Tuesday 31 December 2013

Peeling onions. Language competence as a protective factor.




 



 As you may have gathered from my last post on building a “language house”, I’m rather fond of metaphors as tools for exploring and teasing out concepts. Referring to the peeling of the humble onion is hardly a sophisticated literary device, but go with me on this one, so we can have a closer look at how language competence might be a protective factor in early life (and indeed, across the lifespan). 

But first, some context. I am sometimes asked about the journey that led me to be interested in studying the language skills of young people who experience vulnerability and adversity in early life. The answer lies in part, in my restlessness after the completion of my PhD (in the field of traumatic brain injury) in 1998, and my urge to broaden my intellectual and professional horizons. Some of my peers and mentors at the time described this urge as “courageous” (code for “foolhardy”), while others, I suspect, were just plain perplexed. However, to my delight (and, I’ll admit, trepidation), I was appointed in 1999 as a Research Fellow in a conjoint appointment between the Australian Drug Foundation and the School of Psychology at Deakin University. Looking back, I think the saying “Leap and the net shall appear” might be apt as a description for the next three years – a fasten-your-seatbelt-and-hold-on-tight journey into what often felt like a foreign country. I’ll come back to this in a later post, but have hopefully provided some context for my onion analogy.

Some time in 2000, I found myself immersed in the literature on risk and protective factors pertaining to substance use, mental health, and overall adjustment in adolescence. Much of this work stems from the Communities that Care research carried out by Hawkins and Catalano in the USA and can be roughly summed up this way: risk factors promote the likelihood of all kinds of personal, social, and health  adversities, while protective factors buffer against adverse outcomes. Risk and protective factors exist at the level of the community (e.g. level of socio-economic advantage), the school (e.g. presence of whole school policies and practices that promote a sense of safety and well-being as precursors to learning), the family (e.g. cohesion, warmth, parenting style), and the individual (e.g. social skills, coping styles). Risk and protective factors are cumulative on both sides of the ledger – so, as you might expect, a young person in a poor community, attending an under-performing school, coming from a chaotic family, and possessing limited social and coping skills, is going to face greater risk of adverse outcomes than a peer who can count some protective factors instead of these risks. 
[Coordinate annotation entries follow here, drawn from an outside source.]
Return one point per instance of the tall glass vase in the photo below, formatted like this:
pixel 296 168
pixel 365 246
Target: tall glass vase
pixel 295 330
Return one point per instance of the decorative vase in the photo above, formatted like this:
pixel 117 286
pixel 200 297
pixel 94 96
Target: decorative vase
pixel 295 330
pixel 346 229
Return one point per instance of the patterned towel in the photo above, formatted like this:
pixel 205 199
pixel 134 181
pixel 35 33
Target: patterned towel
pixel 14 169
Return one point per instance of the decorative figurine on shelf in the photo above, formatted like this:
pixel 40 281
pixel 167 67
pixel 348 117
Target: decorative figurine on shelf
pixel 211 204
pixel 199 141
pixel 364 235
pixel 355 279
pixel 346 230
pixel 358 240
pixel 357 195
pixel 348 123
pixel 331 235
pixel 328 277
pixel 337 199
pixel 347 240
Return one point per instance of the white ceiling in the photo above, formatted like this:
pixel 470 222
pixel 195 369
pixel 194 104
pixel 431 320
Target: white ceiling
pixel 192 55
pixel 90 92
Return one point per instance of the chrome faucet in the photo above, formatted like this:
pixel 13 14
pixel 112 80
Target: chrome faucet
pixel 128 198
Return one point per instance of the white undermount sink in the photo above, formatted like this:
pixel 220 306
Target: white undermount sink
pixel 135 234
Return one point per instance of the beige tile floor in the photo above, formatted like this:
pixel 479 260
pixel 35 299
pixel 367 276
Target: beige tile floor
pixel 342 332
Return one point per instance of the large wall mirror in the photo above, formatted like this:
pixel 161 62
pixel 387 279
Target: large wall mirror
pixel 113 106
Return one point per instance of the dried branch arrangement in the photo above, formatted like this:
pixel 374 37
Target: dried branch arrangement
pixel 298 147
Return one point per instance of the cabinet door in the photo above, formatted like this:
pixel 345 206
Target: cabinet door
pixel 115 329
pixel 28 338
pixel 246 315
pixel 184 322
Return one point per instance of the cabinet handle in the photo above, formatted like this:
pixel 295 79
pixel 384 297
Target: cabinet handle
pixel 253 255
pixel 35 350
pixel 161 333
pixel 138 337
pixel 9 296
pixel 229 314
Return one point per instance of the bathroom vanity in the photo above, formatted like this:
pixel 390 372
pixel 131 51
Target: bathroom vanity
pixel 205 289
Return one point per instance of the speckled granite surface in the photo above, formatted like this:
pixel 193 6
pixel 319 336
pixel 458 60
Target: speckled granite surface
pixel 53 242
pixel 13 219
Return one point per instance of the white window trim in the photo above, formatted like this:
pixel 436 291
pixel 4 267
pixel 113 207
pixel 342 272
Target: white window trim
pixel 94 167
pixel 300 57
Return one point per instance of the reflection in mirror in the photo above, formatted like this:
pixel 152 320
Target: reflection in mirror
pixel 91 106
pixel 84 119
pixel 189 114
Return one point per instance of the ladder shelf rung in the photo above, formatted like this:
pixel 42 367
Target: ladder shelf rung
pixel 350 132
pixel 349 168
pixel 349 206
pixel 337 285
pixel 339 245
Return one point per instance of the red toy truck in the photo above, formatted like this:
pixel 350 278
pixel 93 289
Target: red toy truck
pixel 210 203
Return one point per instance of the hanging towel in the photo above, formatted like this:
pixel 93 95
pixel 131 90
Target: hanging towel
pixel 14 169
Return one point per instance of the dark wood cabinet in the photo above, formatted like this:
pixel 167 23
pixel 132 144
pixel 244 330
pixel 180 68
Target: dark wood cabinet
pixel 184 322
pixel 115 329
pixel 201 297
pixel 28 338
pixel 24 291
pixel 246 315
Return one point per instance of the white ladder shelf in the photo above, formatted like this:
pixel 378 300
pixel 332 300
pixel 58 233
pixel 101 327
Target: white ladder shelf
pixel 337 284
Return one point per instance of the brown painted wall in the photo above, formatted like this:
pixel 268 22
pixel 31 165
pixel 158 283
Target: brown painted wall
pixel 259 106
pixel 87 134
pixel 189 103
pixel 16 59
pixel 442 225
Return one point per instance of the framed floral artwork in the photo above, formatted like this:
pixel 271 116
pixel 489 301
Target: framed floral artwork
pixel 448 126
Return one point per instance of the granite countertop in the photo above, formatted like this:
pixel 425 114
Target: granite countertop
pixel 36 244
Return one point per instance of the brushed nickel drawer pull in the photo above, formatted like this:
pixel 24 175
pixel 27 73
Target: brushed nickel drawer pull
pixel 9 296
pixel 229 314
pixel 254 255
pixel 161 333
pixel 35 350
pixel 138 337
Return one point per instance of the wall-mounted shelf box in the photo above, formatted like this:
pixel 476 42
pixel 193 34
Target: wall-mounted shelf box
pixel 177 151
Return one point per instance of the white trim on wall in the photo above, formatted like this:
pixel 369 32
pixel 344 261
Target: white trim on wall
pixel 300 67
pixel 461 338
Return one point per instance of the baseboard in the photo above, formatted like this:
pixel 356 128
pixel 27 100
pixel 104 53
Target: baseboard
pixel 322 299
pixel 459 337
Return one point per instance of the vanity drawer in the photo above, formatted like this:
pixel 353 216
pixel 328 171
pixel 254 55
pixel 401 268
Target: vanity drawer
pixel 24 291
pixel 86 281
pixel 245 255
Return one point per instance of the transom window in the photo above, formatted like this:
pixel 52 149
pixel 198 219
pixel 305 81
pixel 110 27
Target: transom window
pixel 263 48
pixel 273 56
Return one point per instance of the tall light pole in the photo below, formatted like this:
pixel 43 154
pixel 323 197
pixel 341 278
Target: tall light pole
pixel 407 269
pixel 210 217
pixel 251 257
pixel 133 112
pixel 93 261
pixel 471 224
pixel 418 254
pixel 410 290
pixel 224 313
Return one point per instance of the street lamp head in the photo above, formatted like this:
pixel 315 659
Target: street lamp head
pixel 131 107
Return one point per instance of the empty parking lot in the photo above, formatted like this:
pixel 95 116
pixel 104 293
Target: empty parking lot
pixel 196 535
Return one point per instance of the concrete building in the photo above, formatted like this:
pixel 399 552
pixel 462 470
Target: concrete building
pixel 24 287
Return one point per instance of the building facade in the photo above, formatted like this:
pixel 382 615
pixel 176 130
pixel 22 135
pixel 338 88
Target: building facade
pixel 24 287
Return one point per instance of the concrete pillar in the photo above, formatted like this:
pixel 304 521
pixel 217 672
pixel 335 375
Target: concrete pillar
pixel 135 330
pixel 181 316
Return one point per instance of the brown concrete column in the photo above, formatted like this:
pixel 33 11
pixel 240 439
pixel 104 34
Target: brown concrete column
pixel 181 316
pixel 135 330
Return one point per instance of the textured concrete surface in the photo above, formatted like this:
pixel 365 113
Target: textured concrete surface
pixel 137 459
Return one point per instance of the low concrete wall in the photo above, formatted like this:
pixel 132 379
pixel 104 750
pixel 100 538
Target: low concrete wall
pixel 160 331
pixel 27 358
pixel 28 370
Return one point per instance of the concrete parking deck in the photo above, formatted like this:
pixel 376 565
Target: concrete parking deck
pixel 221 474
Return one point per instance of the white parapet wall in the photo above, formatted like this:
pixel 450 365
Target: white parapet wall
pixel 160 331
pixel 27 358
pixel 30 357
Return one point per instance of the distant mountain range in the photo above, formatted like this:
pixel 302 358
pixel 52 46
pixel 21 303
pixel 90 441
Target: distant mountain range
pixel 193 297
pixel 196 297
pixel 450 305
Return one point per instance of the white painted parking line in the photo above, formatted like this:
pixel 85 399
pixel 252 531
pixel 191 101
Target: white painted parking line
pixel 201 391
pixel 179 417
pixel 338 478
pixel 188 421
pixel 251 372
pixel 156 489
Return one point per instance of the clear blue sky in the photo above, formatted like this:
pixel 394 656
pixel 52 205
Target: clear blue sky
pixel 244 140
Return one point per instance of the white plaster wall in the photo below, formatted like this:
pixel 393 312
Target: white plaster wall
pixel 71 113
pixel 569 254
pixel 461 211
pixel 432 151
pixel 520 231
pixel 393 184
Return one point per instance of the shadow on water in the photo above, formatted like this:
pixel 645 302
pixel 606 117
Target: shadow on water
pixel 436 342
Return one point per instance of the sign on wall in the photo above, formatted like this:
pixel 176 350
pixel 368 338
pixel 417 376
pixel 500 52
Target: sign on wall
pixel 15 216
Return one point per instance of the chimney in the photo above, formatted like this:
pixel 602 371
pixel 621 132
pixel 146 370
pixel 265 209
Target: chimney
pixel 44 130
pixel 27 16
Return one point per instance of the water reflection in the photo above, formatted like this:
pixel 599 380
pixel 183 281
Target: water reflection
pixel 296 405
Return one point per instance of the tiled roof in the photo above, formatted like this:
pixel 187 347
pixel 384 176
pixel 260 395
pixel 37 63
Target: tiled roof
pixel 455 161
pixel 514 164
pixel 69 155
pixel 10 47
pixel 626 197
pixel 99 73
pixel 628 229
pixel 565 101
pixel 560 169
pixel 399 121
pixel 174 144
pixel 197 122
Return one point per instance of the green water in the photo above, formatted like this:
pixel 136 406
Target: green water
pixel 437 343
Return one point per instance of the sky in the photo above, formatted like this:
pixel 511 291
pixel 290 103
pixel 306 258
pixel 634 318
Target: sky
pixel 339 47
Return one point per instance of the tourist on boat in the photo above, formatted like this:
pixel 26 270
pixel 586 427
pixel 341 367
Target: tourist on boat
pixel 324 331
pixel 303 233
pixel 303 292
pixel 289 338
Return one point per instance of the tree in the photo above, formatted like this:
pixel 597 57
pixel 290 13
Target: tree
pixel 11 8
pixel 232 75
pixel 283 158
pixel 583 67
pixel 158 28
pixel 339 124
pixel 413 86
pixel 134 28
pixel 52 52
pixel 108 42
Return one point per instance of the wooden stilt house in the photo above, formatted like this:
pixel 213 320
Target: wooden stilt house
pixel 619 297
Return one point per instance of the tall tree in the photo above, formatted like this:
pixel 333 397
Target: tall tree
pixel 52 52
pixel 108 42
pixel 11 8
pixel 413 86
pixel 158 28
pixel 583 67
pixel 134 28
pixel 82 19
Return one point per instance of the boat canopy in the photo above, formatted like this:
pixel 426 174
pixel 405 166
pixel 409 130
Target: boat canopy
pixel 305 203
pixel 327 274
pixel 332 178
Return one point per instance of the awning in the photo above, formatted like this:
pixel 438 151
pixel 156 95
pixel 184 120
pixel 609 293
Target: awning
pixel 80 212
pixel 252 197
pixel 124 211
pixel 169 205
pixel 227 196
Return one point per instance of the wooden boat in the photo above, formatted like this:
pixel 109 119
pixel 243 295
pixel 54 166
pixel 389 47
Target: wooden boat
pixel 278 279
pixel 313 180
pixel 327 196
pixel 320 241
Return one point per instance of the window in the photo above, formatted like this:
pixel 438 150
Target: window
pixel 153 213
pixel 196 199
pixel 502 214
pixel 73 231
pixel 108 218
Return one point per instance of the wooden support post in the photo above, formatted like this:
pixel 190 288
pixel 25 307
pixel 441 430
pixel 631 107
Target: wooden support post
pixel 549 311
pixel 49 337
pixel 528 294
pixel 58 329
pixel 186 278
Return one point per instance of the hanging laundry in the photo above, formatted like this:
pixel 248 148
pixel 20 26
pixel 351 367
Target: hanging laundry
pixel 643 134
However, what struck me about these lists was something else altogether: the fact that “academic success” was invariably either at the top, or very close to it, of the list of protective factors, and its inverse, academic failure, was frequently ranked high on the list of risk factors. This in itself is perhaps not terribly surprising, but what was surprising to me that no-one seemed to have  “peeled the onion” on this self-evident truism. Think of each question below as a layer of the onion (and try not to cry)

Q1. Who are the children who succeed academically?
A1. Overwhelmingly, those who succeed academically have successfully (and often quite seamlessly) made the transition to literacy in the first three years of school. Most education systems are highly reliant on the ability to process (and produce) written text as a means of knowledge transfer, critical analysis, reflection, and synthesis of ideas. That’s just how things are. 

Q2. So – Which children successfully make the transition to literacy?
A2. In order to “cross the bridge” from oral language (talking and listening of many varieties)  in the pre-school years, to reading and writing in the first three years of school, children require certain skills in their language toolkit. Learning how to read has been recognised in recent years as being a linguistic task i.e. one that draws heavily on the child’s expressive and receptive vocabulary, narrative skills, grasp of syntactic rules for embedding ever more complex meaning, and of course, phonological and phonemic awareness skills. The latter two (knowledge of sounds and of sound units in words) are particularly relevant to the transition to literacy because of their foundational role in establishing phoneme-grapheme links as a basis for decoding skills. 

Q3. Given the above, why isn’t oral language competence talked about more in public health circles as a protective factor that's important for all children?

Well this really is the “bottom line” for me and has been at the heart of much of my research and proselytising  in recent years. Perhaps my migration from another paradigm made this easier for me to see, in much the same way that when we visit foreign countries, we make observations about everyday phenomena to which the locals have become habituated. 

So, if policy makers in education, health, and welfare want to address some of the inequalities associated with early socio-economic disadvantage (they are many and long-lasting) then perhaps part of the answer might be (almost literally), right under their noses – a focus on children’s early verbal skills as a means of increasing the benefit that all children can receive from that most widespread of public health interventions - an education.